Botschafter des Heils in Christo 1869

Kurze Bemerkungen über Philipper 4

Bei Betrachtung der Brief an die Philipper ist es lehrreich, in Verbindung mit derselben die persönliche Geschichte des Apostels ins Auge zu fassen. Er schrieb dieselbe im Gefängnis zu Rom. Abgeschnitten von seinem Dienst, mühte er sagen: „Alle, die in Asien sind, haben sich von mir abgewandt.“ – „Alle suchen das ihre, nicht das, was Jesu Christi ist.“ Dennoch aber gab es etwas, das sein Herz über alles andere erhob. Nicht als ob er sich gleichgültig über alles hinwegsetzte; aber er kannte eine höhere Kraft. Der Ausblick auf Christus und nicht auf die Umstände war die Ursache seiner Freude. In Galater 4 sagt der Apostel: „Ich fürchte um euch;“ – und im nächsten Kapitel lesen wir: „Ich habe Vertrauen zu euch im Herrn.“

Der Weg des Herrn war stets derselbe. Überall begegnete er der Trübsal und dem Elend; und dennoch betete Er für seine Jünger, dass sie seine Freude völlig in sich haben möchten. Er lebte in einer Kraft, die über das Böse erhaben war; und wenn wir nicht in dieser Kraft leben, werden wir, anstatt uns allezeit zu erfreuen, von dem Strom des Bösen in uns und um uns her niedergedrückt werden. Um sich allezeit freuen zu können, ist es nötig, dass unser Herz bei Ihm sich befindet, der schon überwunden und sich zur Rechten Gottes gesetzt hat. Das erste Merkmal der Kraft ist die Geduld. Wer sehen dieses an dem Apostel. Nichts störte den Frieden seiner Seele, so dass er sich frei genug fühlte, an andere zu denken, wie z. B. an die Evodia usw., oder sich wegen eines davongelaufenen Sklaven Mühe zu machen. Er ging durch das Tränental und machte es zu einer Quelle. Es ist weit gesegneter, Trübsale zu einer Ursache des Dankes zu machen, als selbst unsere Segnungen. „Jehova will ich preisen allezeit; beständig soll sein Lob in meinem Mund sein“ (Ps 32). In allen seinen vielen widrigen Umständen durfte er erfahren, dass der Herr genug war. Er besaß jenes innere Glück, welches ihn, als er vor Festus stand, zu sagen befähigte: „Wollte Gott, dass alle solche würden, wie ich bin“ (Apg 26,29).
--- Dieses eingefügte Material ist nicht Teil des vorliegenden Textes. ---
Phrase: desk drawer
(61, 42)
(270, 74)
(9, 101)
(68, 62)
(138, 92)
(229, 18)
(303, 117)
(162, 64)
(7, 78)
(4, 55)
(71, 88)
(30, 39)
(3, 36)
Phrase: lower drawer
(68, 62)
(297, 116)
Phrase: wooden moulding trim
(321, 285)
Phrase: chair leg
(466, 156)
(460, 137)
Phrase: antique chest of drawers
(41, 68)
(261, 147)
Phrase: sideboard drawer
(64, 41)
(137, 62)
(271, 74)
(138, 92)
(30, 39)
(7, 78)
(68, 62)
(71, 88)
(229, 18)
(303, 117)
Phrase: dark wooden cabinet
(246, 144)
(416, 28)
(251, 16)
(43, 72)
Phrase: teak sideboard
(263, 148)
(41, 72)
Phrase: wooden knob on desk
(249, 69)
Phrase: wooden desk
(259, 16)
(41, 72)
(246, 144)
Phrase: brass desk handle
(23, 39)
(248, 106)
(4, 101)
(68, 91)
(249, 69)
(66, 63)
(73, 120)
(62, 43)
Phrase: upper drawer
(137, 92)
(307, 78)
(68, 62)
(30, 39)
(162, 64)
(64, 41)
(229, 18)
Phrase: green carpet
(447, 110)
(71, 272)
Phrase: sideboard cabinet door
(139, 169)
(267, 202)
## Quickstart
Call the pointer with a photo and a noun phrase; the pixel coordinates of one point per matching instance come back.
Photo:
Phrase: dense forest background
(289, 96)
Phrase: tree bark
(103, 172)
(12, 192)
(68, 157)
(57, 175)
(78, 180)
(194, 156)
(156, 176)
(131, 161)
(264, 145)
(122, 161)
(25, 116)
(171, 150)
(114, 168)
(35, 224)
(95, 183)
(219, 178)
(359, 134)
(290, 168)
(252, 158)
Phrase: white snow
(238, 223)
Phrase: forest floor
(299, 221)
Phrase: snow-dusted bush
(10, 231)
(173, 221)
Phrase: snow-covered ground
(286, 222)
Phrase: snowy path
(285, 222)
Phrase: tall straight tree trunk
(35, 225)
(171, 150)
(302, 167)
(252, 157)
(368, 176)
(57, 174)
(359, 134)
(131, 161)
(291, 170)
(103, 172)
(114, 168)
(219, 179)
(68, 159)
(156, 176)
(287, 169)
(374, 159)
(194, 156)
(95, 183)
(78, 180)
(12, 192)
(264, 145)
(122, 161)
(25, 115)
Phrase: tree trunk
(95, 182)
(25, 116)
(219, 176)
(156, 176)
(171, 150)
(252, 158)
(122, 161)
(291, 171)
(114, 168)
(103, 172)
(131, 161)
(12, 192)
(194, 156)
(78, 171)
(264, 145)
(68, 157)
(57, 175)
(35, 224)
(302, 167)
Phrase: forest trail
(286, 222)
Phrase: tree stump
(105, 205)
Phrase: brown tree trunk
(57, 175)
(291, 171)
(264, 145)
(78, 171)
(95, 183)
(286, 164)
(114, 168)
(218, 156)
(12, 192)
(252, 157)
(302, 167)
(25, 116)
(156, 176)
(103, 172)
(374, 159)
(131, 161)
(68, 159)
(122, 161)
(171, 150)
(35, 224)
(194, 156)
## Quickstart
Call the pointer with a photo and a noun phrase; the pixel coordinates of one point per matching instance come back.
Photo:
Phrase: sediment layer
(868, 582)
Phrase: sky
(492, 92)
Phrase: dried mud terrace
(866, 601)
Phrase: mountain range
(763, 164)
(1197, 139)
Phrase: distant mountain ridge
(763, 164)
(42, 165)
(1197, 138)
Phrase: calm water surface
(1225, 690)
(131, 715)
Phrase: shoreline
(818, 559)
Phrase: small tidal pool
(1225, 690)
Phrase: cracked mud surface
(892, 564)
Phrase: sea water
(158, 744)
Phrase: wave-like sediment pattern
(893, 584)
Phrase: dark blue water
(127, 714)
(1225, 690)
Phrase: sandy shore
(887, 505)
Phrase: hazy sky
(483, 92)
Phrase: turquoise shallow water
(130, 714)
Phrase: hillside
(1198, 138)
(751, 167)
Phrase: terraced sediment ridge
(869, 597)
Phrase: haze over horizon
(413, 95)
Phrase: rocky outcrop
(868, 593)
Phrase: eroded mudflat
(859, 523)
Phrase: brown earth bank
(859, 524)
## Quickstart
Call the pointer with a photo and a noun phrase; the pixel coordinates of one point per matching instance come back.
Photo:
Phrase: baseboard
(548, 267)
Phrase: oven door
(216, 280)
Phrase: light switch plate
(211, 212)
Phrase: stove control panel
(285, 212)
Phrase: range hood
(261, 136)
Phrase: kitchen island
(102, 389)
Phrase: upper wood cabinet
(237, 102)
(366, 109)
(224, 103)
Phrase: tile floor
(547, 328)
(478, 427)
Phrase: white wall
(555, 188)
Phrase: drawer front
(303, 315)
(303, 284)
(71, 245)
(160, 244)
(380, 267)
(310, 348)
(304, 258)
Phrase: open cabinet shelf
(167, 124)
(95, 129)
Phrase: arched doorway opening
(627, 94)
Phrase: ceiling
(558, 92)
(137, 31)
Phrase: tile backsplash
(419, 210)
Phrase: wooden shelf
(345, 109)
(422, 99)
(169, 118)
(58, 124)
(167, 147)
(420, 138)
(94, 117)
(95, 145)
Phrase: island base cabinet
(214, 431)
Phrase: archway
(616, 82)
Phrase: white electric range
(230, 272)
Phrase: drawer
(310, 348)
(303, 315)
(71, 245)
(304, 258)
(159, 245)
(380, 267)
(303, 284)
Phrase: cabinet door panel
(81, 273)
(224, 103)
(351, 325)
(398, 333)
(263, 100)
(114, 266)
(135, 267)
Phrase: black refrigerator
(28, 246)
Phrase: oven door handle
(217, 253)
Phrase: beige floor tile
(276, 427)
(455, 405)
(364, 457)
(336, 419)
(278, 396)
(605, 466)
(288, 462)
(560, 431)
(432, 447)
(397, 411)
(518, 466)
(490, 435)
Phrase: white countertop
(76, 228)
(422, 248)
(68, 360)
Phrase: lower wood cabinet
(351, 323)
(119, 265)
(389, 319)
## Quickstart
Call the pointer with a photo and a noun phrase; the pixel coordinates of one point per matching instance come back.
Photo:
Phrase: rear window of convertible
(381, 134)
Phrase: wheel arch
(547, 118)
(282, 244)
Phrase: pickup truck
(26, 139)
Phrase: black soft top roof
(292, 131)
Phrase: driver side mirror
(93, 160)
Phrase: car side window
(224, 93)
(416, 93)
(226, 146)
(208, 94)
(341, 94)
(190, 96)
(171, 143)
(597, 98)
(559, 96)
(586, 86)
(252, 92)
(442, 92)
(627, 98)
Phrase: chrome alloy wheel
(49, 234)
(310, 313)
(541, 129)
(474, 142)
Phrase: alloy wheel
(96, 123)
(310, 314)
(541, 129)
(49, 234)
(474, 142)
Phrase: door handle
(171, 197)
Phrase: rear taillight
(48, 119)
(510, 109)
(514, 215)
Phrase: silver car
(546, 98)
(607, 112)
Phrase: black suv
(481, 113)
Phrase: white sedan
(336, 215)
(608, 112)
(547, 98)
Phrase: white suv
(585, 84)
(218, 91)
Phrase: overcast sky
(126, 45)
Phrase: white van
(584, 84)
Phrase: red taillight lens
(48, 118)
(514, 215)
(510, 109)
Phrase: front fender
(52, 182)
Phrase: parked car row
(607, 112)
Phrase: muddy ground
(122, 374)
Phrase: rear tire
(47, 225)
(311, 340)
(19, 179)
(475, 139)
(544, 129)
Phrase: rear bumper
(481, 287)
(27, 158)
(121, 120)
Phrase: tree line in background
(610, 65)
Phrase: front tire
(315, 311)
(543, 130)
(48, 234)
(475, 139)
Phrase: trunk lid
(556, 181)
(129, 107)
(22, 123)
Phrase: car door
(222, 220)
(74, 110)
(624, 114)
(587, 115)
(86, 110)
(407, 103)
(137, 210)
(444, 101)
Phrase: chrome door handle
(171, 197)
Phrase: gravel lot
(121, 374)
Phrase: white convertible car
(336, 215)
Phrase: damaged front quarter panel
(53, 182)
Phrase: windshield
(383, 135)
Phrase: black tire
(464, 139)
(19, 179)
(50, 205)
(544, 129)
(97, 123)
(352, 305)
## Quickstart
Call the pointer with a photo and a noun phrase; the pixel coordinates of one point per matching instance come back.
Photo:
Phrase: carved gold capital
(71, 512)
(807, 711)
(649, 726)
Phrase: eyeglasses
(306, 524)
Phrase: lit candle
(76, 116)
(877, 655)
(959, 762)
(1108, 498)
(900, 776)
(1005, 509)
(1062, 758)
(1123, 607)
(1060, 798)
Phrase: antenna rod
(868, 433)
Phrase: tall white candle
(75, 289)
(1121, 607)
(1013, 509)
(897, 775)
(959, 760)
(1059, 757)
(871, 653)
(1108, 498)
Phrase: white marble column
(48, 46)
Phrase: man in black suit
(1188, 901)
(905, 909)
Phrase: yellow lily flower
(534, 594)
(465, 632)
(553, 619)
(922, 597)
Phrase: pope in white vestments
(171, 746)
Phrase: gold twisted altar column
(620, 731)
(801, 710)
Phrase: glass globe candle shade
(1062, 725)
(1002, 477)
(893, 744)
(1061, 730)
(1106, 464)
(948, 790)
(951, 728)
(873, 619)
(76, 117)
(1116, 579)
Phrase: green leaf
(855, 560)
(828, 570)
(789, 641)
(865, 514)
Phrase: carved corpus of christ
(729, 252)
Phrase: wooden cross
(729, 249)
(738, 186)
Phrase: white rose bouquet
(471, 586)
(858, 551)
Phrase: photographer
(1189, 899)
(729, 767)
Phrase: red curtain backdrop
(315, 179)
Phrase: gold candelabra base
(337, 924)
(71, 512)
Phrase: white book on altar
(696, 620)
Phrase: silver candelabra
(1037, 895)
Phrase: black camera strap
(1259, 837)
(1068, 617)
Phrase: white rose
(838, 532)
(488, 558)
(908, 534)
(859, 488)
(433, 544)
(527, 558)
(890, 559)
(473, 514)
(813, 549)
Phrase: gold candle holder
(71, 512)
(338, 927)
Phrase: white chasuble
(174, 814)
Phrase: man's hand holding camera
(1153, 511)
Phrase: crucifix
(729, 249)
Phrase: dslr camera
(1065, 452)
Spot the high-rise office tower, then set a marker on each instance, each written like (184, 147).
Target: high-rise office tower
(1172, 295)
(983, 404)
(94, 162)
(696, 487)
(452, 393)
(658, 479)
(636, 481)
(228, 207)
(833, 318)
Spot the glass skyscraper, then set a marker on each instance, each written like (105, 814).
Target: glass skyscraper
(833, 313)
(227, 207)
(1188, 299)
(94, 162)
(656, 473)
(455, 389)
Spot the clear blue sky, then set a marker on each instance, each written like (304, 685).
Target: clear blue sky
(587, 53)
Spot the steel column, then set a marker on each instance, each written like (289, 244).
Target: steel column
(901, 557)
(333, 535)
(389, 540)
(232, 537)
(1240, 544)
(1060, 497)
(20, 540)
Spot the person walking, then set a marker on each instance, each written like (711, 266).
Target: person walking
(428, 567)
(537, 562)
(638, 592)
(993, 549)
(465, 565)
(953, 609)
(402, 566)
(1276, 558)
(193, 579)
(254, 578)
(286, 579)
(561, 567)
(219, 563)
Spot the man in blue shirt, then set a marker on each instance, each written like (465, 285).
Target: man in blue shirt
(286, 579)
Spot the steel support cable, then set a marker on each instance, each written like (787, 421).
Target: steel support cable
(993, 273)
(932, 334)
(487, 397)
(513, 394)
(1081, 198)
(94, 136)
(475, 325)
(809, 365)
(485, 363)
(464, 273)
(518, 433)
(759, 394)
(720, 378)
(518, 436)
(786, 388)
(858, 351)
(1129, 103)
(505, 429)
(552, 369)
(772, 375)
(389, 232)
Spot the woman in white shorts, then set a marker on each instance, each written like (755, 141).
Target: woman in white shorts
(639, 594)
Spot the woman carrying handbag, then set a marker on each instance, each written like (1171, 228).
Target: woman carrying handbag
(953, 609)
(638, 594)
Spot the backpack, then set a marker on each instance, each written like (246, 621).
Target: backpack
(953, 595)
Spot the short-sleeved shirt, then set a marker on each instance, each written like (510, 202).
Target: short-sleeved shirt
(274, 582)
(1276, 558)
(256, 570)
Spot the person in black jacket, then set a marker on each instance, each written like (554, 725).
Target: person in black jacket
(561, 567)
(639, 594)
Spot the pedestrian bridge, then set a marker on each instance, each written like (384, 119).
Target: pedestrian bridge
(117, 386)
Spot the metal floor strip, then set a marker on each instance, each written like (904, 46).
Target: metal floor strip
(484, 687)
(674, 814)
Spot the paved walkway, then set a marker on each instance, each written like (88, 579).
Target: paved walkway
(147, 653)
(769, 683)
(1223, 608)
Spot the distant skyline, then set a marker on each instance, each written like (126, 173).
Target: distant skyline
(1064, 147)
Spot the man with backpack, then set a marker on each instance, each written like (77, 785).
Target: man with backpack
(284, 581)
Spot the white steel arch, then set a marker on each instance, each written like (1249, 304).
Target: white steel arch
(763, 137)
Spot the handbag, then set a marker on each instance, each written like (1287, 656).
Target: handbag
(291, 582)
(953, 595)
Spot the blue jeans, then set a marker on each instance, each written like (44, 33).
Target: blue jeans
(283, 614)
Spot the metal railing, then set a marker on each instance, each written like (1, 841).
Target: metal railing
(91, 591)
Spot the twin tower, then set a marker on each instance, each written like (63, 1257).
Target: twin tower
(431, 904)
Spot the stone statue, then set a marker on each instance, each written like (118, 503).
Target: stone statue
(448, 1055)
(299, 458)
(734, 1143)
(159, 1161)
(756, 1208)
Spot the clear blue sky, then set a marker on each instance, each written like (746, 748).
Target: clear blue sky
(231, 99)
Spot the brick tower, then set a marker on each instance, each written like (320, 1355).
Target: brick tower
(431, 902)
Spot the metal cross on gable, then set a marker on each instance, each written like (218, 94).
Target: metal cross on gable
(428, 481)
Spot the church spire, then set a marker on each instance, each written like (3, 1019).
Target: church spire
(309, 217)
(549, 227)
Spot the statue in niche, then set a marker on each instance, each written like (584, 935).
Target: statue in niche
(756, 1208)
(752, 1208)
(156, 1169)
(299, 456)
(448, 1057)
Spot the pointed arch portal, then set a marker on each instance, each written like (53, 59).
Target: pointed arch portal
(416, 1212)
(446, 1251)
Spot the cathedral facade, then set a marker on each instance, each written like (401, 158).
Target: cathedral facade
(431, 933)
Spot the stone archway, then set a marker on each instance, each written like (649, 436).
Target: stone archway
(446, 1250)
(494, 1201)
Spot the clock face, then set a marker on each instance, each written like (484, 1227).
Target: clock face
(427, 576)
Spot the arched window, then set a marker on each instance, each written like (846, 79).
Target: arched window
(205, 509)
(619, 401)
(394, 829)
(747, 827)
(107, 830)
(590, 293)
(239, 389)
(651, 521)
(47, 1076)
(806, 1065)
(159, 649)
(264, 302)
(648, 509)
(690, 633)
Bist auch du so glücklich in deiner Seele, um eine solche Sprache führen zu können? Der junge Christ ist meistens nur glücklich bei dem Gedanken an seine Errettung, an seine Freude, an seinen Frieden, kurz an das, was er besitzt. Der alte Christ hingegen freut sich mehr in Christus. Der junge Christ sagt: „Ich habe dieses, ich habe jenes“; während der alte Christ sagt: „Christus ist dieses und Christus ist jenes.“ Nicht etwa, als begehe der junge Christ ein Unrecht, also zu reden; denn in diesem Sinn kann er kein alter Christ sein; und wenn er mit Gott wandelt, so wird auch er schnell heranreifen. „Ich habe euch. Väter, geschrieben, weil ihr den erkannt habt, der von Anfang ist“ (1. Joh 2,12–14). Während der Apostel in Bezug auf die Jünglinge ins Einzelne geht, wiederholt er nur das, was er einmal in Betreff der Väter gesagt hat.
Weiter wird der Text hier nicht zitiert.